Queridão e eu costumamos ter um certo azar quando vamos ao cinema. É como se nos assentos ao nosso redor houvesse luminosos piscantes dizendo: "Se você é uma mala sem alça, sente aqui."´Parece praga, mas sempre nos sentamos perto de gente que fala alto, mastiga de boca aberta, ou atrás de gente cabeçuda ou muito alta. Considerei até adotar a estratégia Grace (de "Will and Grace", alguém lembra?) de colar chiclete a cadeira da frente para espantar os cabeções. Certa vez, durante uma sessão de "Vicky Cristina Barcelona", duas tias riam histericamente a cada cinco segundos atrás da gente. Devem ter lido na vejinha que o Woody Allen é um mestre da comédia e decidiram que deveriam achar graça em TUDO e rir bem alto para o cinema inteiro perceber que elas entendiam as piadas.
Sábado, sessão das nove de um filme alemão em um cinema de shopping, o que significa sala vazia. Como sempre faço nesses casos, acomodei minha bolsa e meu cachecol na cadeira ao meu lado. Repito: a sala estava vazia.
Mas lá estavam os luminosos piscantes bem no assento em questão. Diante de dezenas de lugares disponíveis (em fileiras até melhores que aquela), um velho resolve se acomodar com sua mulher bem naquele onde estavam meus pertences. Retiro os objetos, peço para Queridão colocá-los no assento ao lado dele e faço uma cara feia para o velho. Ele faz, claro, o "nem-te-vi."
O filme começa. Na primeira cena vemos um homem de cerca de 40 anos com uma mochila entrando em uma escola. O velho automaticamente vira para a mulher e diz: "Olha, é o professor."
Ai meu deos, um chato explicador. Jura que ele é professor, meu filho? É um filme de escola. Tem a foto do professor no pôster. Precisa explicar mesmo para a coitada da mulher? Não me aguento e olho feio pra ele mais uma vez. O filme segue. O tal professor encontra um colega no bebedouro e ao fim do diálogo o colega diz: "Alea jacta est." Claro que o velho não ia perder a oportunidade de esclarecer para sua pobre e burra esposa. Ri, satisfeito e diz: "A sorte está lançada." Olho feio pra ele pela terceira vez.
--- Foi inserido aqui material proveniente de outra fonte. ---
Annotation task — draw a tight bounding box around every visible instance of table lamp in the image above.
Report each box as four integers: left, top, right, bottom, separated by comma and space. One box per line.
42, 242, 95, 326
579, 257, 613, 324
Imagina se o cidadão resolve explicar o filme inteiro. Fiquei em pânico, confesso. Quero morrer com gente conversando no cinema. Pior ainda se for ao meu lado. Pior ainda se a pessoa ficar explicando o filme como se seu acompanhante fosse retardado.
Eu estava com sorte naquela noite, pois o velho deve ter, finalmente, entendido minha cara feia. Não deu um pio o resto do filme. Se bem que a família palmeirense atrás de Queridão parece ter discutido o jogo que tinha encerrado há pouco durante as duas horas. Não adianta. É nossa sina.